Sur cette question de l'inexécution de la prestation, ils précisent ensuite que les organismes de formation ne peuvent demander à leurs clients que le paiement des prestations effectivement réalisées à raison des " heures stagiaire " effectuées suivant les dispositions des conventions qu'ils appliquent. Une telle analyse n'est pas contraire à l'esprit de la loi. En effet, « si le législateur a eu pour intention (dans le cadre de la réglementation relative au contrôle de la formation professionnelle) d'autoriser les prestataires de formation à justifier leurs dépenses par le rattachement de ces dépenses à leur activité et non plus seulement aux résultats attendus d'une convention ou d'un contrat relatif à la formation professionnelle », les prestataires de formation restent tenus, dans le cadre de leur obligation de moyens de ne demander la liquidation que des seules prestations effectivement réalisées.

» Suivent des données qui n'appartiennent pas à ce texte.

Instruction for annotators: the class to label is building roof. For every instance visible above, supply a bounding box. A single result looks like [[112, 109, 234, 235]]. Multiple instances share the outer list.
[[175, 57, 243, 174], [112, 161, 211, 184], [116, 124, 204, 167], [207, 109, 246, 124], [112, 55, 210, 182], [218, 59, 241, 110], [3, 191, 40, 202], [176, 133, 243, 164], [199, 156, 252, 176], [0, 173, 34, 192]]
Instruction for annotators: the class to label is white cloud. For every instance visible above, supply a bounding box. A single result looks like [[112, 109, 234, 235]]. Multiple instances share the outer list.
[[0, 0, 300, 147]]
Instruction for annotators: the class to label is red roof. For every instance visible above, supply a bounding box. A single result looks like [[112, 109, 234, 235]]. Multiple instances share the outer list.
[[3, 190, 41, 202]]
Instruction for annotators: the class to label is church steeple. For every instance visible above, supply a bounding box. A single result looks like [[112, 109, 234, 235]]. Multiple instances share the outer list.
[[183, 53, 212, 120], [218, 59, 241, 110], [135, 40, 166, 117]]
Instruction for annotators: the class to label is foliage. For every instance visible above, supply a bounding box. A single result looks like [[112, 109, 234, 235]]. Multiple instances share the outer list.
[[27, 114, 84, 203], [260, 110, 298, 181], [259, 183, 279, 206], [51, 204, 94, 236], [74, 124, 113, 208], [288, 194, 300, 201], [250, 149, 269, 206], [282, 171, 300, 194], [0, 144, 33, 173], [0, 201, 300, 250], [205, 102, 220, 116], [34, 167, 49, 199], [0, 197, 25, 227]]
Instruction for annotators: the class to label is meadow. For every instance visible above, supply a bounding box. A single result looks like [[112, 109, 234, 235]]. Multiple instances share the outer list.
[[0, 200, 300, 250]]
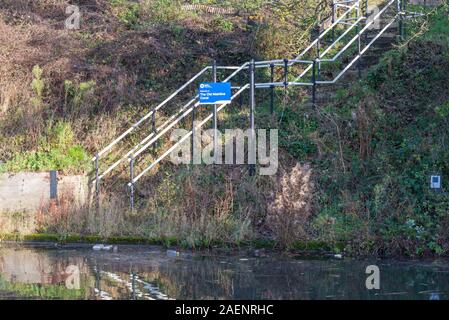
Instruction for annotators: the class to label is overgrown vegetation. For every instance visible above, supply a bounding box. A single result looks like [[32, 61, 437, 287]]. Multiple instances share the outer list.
[[0, 0, 449, 255]]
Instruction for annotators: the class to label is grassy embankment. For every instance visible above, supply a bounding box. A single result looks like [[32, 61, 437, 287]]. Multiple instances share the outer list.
[[1, 1, 449, 255]]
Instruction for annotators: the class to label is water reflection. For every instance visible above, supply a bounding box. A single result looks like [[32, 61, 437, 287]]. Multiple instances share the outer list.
[[0, 247, 449, 300]]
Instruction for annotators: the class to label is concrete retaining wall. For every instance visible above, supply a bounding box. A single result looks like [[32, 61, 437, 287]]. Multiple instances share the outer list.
[[0, 172, 88, 212]]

Enfin, c'est à bon droit selon eux que le préfet de la région Aquitaine a, sur le fondement des dispositions du Code du travail relatives au contrôle de la formation professionnelle rejeté certaines dépenses de la société requérante qu'il a estimé être non justifiées, ou non rattachables aux activités de formation de la société, ou exposées de manière non conforme aux règles du Code du travail en matière de formation et ordonné le versement au Trésor public, notamment d'une somme correspondant à des factures émises par la société tiers, la société RISE Ouest. Les éléments produits par la société requérante ne permettaient pas d'établir que les prestations facturées à cette société d'une part correspondaient aux prestations réalisées et d'autre part que celles-ci étaient en lien avec son activité de formation continue. En effet, la convention, signée pour l'exercice 2008-2009 sur une base forfaitaire, se bornait à prévoir que "dans le cadre de la mise à disposition de personnel administratif et de gestion, de la société RISE Ouest au bénéfice de la société RISE Bordeaux, (celle-ci) s'engage à reverser une quote-part d'un montant de 63 800 euros hors taxes ". Les factures émises dans le cadre de ces prestations étaient très générales et mentionnaient uniquement " assistance à la gestion, conseil dans le domaine financier, aide dans la gestion des ressources humaines et assistance informatique " ce qui ne permettaient de connaître ni le détail des prestations mises à sa charge, ni la clé de répartition de ces dépenses, ni d'établir la nature et la réalité des prestations assurées pour la société requérante.

Pour la CCA de Bordeaux, l'organisme de formation n'est donc pas fondée à soutenir que c'est à tort que le tribunal administratif de Bordeaux a, par le jugement attaqué, rejeté sa demande.